Ах! скоро, может быть, с Минваною унылой
Придет сюда Альпин в час вечера мечтать
Над тихой юноши могилой!
Державин и Ломоносов, как мы помним, писали монументальные оды. “Вечер” — монументальная элегия Жуковского, элегия-поэма, синтезирующая многие элегические темы, мотивы, стилистические приемы.
“Море” (1822) — еще одна грань художественного мира Жуковского, элегия другого типа, другой структуры. Жизнь души здесь не выражается прямо (как в “отрывке” “Невыразимое”) и не вписывается в пейзаж (как в “Вечере”), а представлено в символической форме.
Написанное введенным Жуковским в русскую поэзию амфибрахием (в данном случае нерифмованным четырехстопным) стихотворение четко делится на три части.
Первое восьмистишие — описание моря.
Безмолвное море, лазурное море,
Стою очарован над бездной твоей.
Ты живо; ты дышишь; смятенной любовью,
Тревожною думой наполнено ты.
Безмолвное море, лазурное море,
Открой мне глубокую тайну твою:
Что движет твое необьятное лоно?
Чем дышит твоя напряженная грудь?
Этот фрагмент парадоксален. В сущности, в “Море” нет описания моря. Присмотримся к эпитетам, которыми относятся к “герою” элегии. Лишь один из них, в первом стихе (лазурное), мы можем понять как конкретную, предметную характеристику.
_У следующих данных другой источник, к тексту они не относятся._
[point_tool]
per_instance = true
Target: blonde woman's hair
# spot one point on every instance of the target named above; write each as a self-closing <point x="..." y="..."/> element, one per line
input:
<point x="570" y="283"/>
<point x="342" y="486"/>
Все остальные создают образ некого живого (ты живо), но безмолвного существа, имеющего необъятное лоно и напряженную грудь, наполненного тревожной думой, дышащего смятенной любовью и скрывающего глубокую тайну.
Г. А. Гуковский отметил у Жуковского “преобладание качественных слов за счет предметных” и “не внешне рисующих и определяющих, а именно оценивающих, окрашивающих в тон “лирических” эпитетов” (“Пушкин и русские романтики”).
Такими качественными, оценивающими, лирическими эпитетами и характеризуется море. Ими насыщена не только первая часть, но и вся элегия: враждебная мгла, испуганны волны, покойная бездна, сладостный блеск возвращенных небес. В этом контексте даже вроде бы предметные определения (лазурное море, далекое светлое небо) приобретают, как мы это уже наблюдали в элегии “Вечер”, оценочный характер. Лазурный — это идеальный, гармонический, спокойный. Далекое и светлое — это, видимо, тоже образ гармонии и недостижимости.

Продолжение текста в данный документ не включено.